“That’s it. That’s the one,” he said to the driver. He pointed as he said it, the cigarette held in his fingers glowing in the dark.
The driver slowed the truck and rolled down his window to get a better look. “You sure?”
He nodded and replied, “Yeah, I’m sure. The sunflowers have grown up, but the road is there, alright. Back up and put your headlights on it. You’ll see.”
The driver did as he was told and as the truck stopped at an angle so that its headlights were on the gap in the sunflower rows, the driver observed, “They might have been irrigating. Could be a muddy mess in there.”
“You Americans and your irrigation water. Remember where you are. No irrigation out here. But you gotta take it real slow. Won’t be able to see more than a few feet in front of the bumper. Road bends a bit to the left, too. And we’ll have to back out once we’re done,” he explained to the driver. “That’ll be the tricky part.”
“Maybe we should wait for dawn,” the driver said, taking a quick sip from a pint of vodka he’d been working on since they left town.
“No, we gotta go now. In the daylight, eyes in the sky could see the sunflower stalks moving as we drive through, especially if there’s no wind. We can’t risk that.”
“What about if they buried, you know, . . . things in the road?”
“You’ll never feel a thing if they did.”
“Okay, then, you ready?” the driver asked, putting the truck in gear.

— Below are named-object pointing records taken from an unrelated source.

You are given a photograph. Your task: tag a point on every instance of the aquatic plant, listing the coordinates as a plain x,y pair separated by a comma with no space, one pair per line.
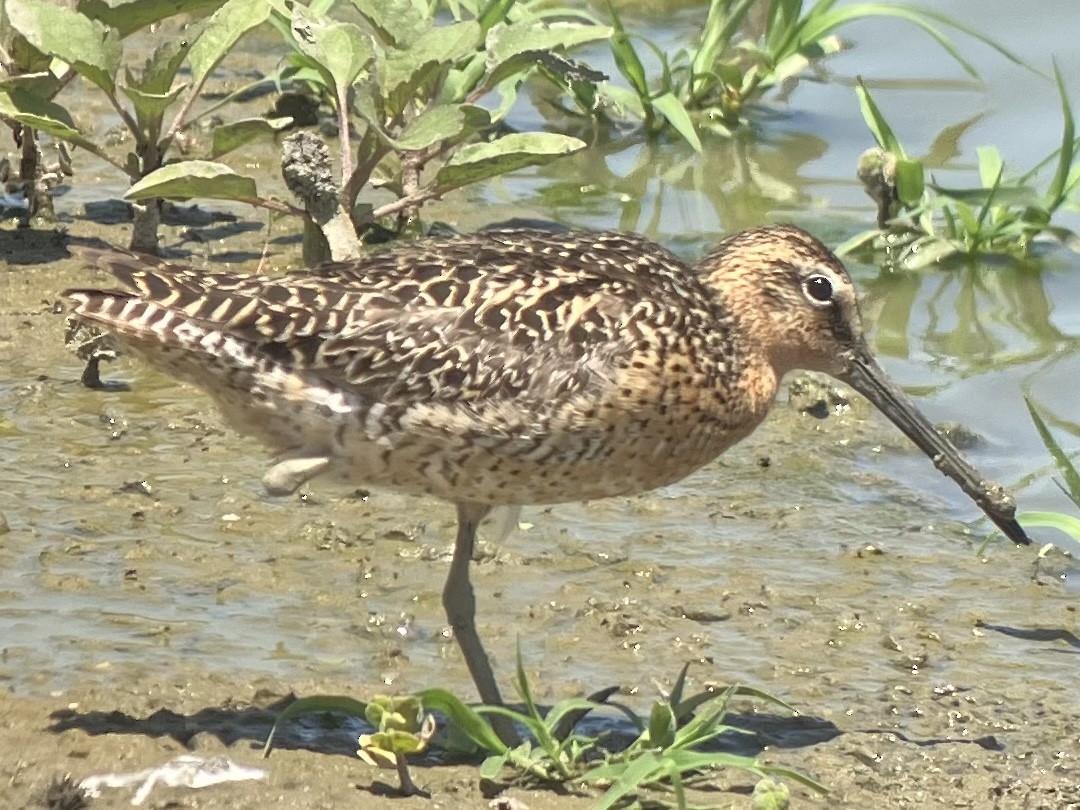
1070,484
737,63
45,45
427,98
661,761
921,223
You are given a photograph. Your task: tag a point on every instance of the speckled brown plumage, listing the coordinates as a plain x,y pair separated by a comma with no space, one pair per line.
511,367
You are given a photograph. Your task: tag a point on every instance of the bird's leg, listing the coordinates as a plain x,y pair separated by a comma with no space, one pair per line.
460,604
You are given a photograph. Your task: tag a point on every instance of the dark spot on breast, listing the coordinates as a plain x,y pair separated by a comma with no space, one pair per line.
407,292
440,291
530,319
426,272
494,318
454,378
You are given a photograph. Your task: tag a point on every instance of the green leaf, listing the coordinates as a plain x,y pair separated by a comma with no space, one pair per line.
662,723
507,41
1062,461
194,178
673,110
396,22
341,50
221,31
468,720
42,113
160,69
1064,523
338,703
90,48
819,26
151,106
990,165
480,161
444,123
1020,196
910,181
632,778
127,16
237,134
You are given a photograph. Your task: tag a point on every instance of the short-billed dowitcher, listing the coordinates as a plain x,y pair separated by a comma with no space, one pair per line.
512,367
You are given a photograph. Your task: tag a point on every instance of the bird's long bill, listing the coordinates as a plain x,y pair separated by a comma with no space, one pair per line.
867,377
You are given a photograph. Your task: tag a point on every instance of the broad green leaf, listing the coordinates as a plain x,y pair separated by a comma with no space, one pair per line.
504,41
396,22
42,113
194,178
338,703
625,57
235,134
480,161
490,767
129,16
990,165
433,49
662,723
1068,524
90,48
150,107
1020,196
444,123
1062,461
721,24
468,720
673,110
221,31
820,26
342,50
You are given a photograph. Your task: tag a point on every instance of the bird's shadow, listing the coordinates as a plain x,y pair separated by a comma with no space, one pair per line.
1044,635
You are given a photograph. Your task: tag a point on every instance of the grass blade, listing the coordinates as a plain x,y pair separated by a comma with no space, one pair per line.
1062,461
337,703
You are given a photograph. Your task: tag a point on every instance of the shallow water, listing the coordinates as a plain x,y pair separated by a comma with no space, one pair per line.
140,541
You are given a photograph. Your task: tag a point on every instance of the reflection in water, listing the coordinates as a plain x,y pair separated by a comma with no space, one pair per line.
669,191
974,319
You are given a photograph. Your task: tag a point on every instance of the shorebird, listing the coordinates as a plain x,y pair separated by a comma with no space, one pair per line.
512,366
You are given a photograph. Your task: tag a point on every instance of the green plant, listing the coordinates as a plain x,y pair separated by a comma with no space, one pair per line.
1067,524
664,756
403,727
710,86
46,44
921,223
406,89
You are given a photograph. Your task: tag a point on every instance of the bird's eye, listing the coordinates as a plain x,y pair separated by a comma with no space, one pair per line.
819,288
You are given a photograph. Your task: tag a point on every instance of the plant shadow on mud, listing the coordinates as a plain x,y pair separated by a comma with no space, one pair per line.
332,733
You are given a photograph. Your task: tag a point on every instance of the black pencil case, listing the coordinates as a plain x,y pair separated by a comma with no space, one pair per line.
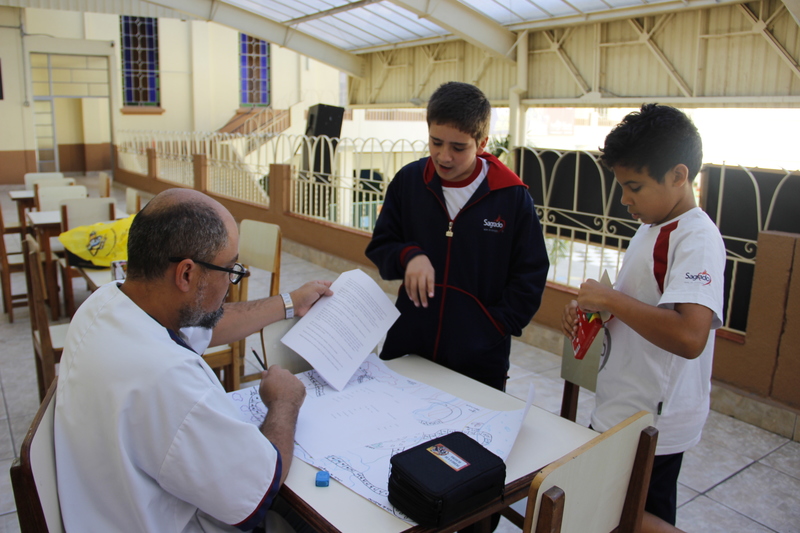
438,481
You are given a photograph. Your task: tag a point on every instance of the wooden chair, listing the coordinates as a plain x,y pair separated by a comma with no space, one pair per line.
10,263
224,359
104,184
598,488
277,353
49,198
33,473
259,247
80,212
31,177
133,201
48,340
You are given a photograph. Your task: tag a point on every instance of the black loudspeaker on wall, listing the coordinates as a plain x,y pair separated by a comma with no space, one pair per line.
322,120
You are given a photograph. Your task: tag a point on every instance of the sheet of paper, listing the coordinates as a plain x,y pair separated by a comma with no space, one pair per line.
353,434
339,331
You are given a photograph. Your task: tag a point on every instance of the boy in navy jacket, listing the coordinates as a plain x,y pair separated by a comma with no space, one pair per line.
462,232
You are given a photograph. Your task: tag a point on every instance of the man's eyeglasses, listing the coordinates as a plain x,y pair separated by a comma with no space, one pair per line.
235,274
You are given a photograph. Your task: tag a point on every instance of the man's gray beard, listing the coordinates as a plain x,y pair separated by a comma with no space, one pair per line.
191,315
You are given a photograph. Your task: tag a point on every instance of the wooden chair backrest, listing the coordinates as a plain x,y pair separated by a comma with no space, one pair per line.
49,198
133,201
41,183
86,211
604,482
260,247
104,184
30,177
37,291
33,474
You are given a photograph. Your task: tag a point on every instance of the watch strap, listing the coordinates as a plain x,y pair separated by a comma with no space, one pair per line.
288,306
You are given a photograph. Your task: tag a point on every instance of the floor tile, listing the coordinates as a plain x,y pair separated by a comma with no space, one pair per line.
685,494
707,464
9,523
785,459
703,515
6,492
764,494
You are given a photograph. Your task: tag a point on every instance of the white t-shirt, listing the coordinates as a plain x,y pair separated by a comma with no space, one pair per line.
146,438
680,261
456,195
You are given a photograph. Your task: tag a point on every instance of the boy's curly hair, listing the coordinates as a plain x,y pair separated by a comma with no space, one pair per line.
656,138
462,106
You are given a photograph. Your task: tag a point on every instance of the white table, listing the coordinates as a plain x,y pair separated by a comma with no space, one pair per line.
544,437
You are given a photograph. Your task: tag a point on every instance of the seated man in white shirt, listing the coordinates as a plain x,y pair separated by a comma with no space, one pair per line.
146,438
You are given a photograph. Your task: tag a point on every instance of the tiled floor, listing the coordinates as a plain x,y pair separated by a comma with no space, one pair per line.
738,479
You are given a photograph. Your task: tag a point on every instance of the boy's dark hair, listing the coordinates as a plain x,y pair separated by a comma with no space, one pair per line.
462,106
656,138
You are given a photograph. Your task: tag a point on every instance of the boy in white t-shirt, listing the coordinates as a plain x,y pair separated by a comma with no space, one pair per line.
667,298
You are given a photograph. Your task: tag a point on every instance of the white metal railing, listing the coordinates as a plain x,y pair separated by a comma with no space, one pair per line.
343,181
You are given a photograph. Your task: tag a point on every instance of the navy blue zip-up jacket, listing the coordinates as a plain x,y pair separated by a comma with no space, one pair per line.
490,274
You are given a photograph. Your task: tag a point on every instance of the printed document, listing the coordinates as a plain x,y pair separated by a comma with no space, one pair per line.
340,331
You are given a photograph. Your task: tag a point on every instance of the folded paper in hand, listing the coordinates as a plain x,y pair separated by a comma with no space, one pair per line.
340,331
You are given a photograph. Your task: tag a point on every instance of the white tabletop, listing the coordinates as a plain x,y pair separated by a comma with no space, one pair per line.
96,276
39,218
544,437
36,218
21,195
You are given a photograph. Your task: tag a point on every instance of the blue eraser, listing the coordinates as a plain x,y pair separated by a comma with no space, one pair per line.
323,478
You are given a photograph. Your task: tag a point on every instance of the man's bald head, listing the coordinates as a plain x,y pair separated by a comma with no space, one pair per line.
180,223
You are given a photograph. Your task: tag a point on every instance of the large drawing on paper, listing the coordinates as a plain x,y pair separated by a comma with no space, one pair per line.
378,414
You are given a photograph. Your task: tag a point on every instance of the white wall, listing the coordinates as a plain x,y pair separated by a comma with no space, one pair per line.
17,130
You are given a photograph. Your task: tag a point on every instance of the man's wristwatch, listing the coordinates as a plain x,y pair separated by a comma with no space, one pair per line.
288,306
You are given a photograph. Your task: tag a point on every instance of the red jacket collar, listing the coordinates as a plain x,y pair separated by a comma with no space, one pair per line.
499,176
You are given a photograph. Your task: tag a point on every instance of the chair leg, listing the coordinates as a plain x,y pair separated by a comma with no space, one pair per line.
40,377
569,401
551,513
69,293
8,306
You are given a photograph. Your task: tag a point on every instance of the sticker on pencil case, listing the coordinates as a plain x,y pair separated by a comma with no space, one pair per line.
448,457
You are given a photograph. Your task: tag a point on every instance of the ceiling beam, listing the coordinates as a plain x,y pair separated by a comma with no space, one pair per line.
466,23
274,32
794,8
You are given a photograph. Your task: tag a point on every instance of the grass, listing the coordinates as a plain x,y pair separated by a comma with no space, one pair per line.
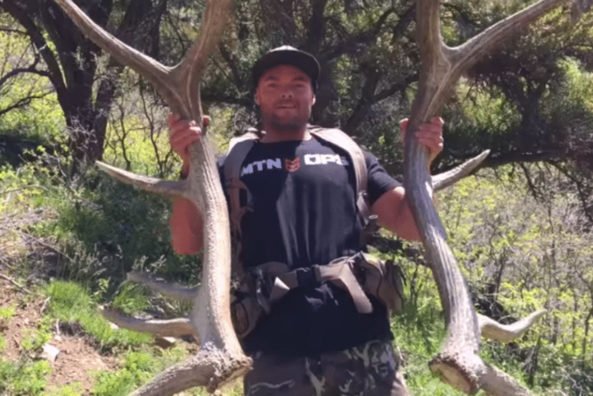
24,378
71,303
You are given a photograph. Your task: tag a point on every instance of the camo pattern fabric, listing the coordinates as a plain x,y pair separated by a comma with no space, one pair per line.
371,369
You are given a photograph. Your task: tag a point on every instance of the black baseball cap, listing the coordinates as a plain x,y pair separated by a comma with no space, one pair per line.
287,55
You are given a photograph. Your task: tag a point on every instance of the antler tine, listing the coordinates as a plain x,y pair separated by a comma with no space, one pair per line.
155,72
180,327
469,52
458,362
506,333
150,184
190,70
446,179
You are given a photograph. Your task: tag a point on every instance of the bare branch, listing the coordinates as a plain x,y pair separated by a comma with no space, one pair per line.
473,50
161,286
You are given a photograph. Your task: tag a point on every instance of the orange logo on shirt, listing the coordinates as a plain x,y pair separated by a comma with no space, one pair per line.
292,165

He took the pistol from the glove compartment, jacked a round into the chamber, and nodded. “Yeah, and remember, real slow and it bends to the left.”
The truck lurched slightly as it entered the field. As it disappeared amidst the towering stalks and slowly made its way deeper into the field, the two men were jostled back and forth as the headlights barely illuminated its path forward.
He checked his phone and told the driver, “Another three hundred meters or so. Almost there. You’re doing fine.”
The driver just drove, concentrating hard on not veering off into the sunflowers. He wanted another swig of vodka bad but couldn’t risk it. It was hard just keeping the truck’s wheels on the dirt road.
“Stop! We’re there. Look over there. See it!” he exclaimed.
The driver slammed on the brakes and the old truck came to an abrupt halt. “Yeah. Not very big, is it?”
He opened his door, pushing aside the sunflower stalks as he did. Signaling for the driver to follow him, he pushed his way towards the package that was about ten feet away, the driver following him close behind.
“You know what’s in it?” the driver asked.
“We never know. Sometimes it’s communications equipment, sometimes high explosives, sometimes night vision goggles. Whatever it is, it’s hard-to-get stuff and we need all we can get,” he explained to the driver as he carefully removed the netting around the package. “Here, pull on this while I hold this other thing over here.”
After few minutes, they had the package opened and its contents sorted.
“Take those parcels, put them in the back of the truck, and cover them with the tarp,” he said to the driver. “I’ll take this little box into the front for the trip back.”
“You mind if I rest for a minute, drink a bit?” the driver asked.
“Nah, you did good. We got time. You want some of these, by the way? Came with the package,” he asked the driver. “What are they called, anyway? Never seen them before.”
“Oreos. You don’t see them here in the Ukraine,” the driver said, taking a few and putting them into his pocket. “Some American supply sergeant in Poland probably thought it might perk us up a bit. Try one. They’re okay.”
He bit into one tentatively and chewed on it for a moment. Then he ate the whole thing and reached for another.
“See what I mean?”
“Yeah, these are good,” he said smiling. “You done resting? We got a long trip back to our lines before sunup.”
“Yeah, I’m good. Maybe next time we’ll get some Fritos,” he said.
“Fritos? What’re they?”
“Got you interested, haven’t I,” the driver said, a wry smile on his face.